The only child of long-time Alta Ski Area employees, Edgette grew up skiing the storied slopes of Collins and Albion basins and competed as a racer and later as a big-mountain free skier. Preparing for a career wasn't exactly the first thing on her mind when she graduated from Alta High School in 2008.

"I was a ski bum. I wasn't a Sterling Scholar or anything," she said. Edgette paid for school through a variety of scholarships and worked last summer as a governmental relations intern the Food Research and Action Center in Washington, D.C., going to work every day in heels and a pencil skirt to lobby to protect the Supplemental Nutrition Assistance Program and researched the educational benefits of school gardens.

Back in Utah she works 10 hours a week for the Salt Lake City School District as a family advocate assigned to Mountain View Elementary, where she helped start a community garden a few years ago as part of Bennion's Social Justice Gardens program.

Her Truman proposal seeks to build community food security by increased funding for USDA Community Food Projects and integrating them into Title I elementary schools.

"It is about creating infrastructure for food systems in the U.S. It looks at not only how food is distributed, but also how do we produce food and think about farms," she said.

This month she will build 30 raised garden beds in Jackson's northwest corner near 200 North and 750 West. Residents of Rose Park and other nearby neighborhoods can reserve plots and each grade at Jackson will have their own bed. The project's name? Cougar Garden.

bmaffly@sltrib.com Truman Scholars

Congress established the Truman Scholarship Foundation in 1975 to honor the 33rd president. The foundation awards scholarships that come with $30,000 and priority admission to the nation's most prestigious graduate programs and fellowship opportunities with the federal government. Winners are selected by panels made up of a university president, a federal judge, a distinguished public servant, a past Truman scholar and others who have distinguished themselves in public service. Aiming to pick a scholar from all 50 states, the panel selects winners based on academic achievement, public service, policy proposals and leadership potential.
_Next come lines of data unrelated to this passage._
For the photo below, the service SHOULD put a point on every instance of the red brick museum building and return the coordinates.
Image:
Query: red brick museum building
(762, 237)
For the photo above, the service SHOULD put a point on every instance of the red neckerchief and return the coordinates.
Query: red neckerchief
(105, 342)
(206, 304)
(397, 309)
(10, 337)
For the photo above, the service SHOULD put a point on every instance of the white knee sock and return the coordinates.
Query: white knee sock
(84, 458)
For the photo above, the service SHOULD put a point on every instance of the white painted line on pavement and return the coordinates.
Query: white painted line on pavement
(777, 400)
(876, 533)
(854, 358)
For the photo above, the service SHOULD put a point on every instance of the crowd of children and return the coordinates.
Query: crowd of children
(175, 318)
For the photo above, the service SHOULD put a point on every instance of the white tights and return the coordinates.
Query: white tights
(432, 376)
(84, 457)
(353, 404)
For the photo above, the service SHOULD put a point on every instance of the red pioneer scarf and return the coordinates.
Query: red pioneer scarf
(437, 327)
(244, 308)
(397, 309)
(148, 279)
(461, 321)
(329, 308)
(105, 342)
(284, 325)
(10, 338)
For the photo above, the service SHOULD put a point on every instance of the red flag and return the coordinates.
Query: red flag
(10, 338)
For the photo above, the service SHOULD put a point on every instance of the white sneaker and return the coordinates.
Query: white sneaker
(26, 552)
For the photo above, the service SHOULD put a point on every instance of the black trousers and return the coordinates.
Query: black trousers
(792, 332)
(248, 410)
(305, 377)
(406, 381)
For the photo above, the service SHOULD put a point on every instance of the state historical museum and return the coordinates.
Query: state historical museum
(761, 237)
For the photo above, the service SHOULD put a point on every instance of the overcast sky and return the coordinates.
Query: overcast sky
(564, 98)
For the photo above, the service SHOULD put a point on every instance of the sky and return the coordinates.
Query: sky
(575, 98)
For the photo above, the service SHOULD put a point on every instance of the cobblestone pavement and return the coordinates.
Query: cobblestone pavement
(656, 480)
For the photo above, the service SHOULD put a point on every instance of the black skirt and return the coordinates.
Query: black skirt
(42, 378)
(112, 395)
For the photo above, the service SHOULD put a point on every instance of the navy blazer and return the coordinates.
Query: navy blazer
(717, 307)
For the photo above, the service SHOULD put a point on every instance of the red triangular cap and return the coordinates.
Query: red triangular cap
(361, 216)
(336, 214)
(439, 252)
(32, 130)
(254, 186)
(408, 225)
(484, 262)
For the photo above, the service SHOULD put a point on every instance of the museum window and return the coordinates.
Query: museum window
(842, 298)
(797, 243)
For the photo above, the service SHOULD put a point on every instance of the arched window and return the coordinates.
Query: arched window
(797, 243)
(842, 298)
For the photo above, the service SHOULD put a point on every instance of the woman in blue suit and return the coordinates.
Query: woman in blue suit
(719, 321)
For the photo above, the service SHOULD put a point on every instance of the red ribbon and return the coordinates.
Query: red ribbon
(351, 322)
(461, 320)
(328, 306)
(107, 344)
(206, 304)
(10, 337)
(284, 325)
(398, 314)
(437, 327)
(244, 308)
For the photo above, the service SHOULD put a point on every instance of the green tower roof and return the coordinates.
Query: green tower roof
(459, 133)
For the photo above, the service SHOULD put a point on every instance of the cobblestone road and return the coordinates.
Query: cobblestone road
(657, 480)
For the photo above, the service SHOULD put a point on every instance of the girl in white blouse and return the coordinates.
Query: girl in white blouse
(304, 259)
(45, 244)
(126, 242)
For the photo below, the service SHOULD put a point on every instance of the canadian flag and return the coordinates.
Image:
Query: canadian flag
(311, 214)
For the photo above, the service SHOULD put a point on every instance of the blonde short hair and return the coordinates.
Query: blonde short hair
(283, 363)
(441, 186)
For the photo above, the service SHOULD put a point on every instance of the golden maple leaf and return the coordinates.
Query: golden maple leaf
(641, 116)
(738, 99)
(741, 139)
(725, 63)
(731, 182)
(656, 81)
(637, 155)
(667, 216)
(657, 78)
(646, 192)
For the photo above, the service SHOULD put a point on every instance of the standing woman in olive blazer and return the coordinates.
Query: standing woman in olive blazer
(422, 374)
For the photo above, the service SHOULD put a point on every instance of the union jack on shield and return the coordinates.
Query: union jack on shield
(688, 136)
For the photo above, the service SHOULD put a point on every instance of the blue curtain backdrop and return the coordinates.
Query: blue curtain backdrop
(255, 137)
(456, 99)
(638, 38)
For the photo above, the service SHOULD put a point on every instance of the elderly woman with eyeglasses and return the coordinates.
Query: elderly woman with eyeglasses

Ashley Edgette is the U.'s sixth Truman Scholar in a row. The others are senior Brandon Peart, who graduates this spring and will intern at the State Department's Office of Terrorism Finance and Sanctions Policy; Cody Rogers is completing his first year of law school at the University of Virginia; one-time student president Patrick Reimherr is a social science research analyst at the U.S. Department of Health and Human Services; 2009 graduate Ingrid Price is a second-year law student at Stanford and will intern this fall with Nina Totenberg, NPR's legal correspondent; and 2008 graduate Bryson Morgan, who graduated cum laude last year from Harvard Law School, practices with the Washington, D.C., firm Caplin & Drysdale, where he advises clients on election, campaign finance, pay-to-play, lobbying, and governmental ethics laws and regulations.

Ashley Edgette, who has done much work with community gardens, named Truman Scholar.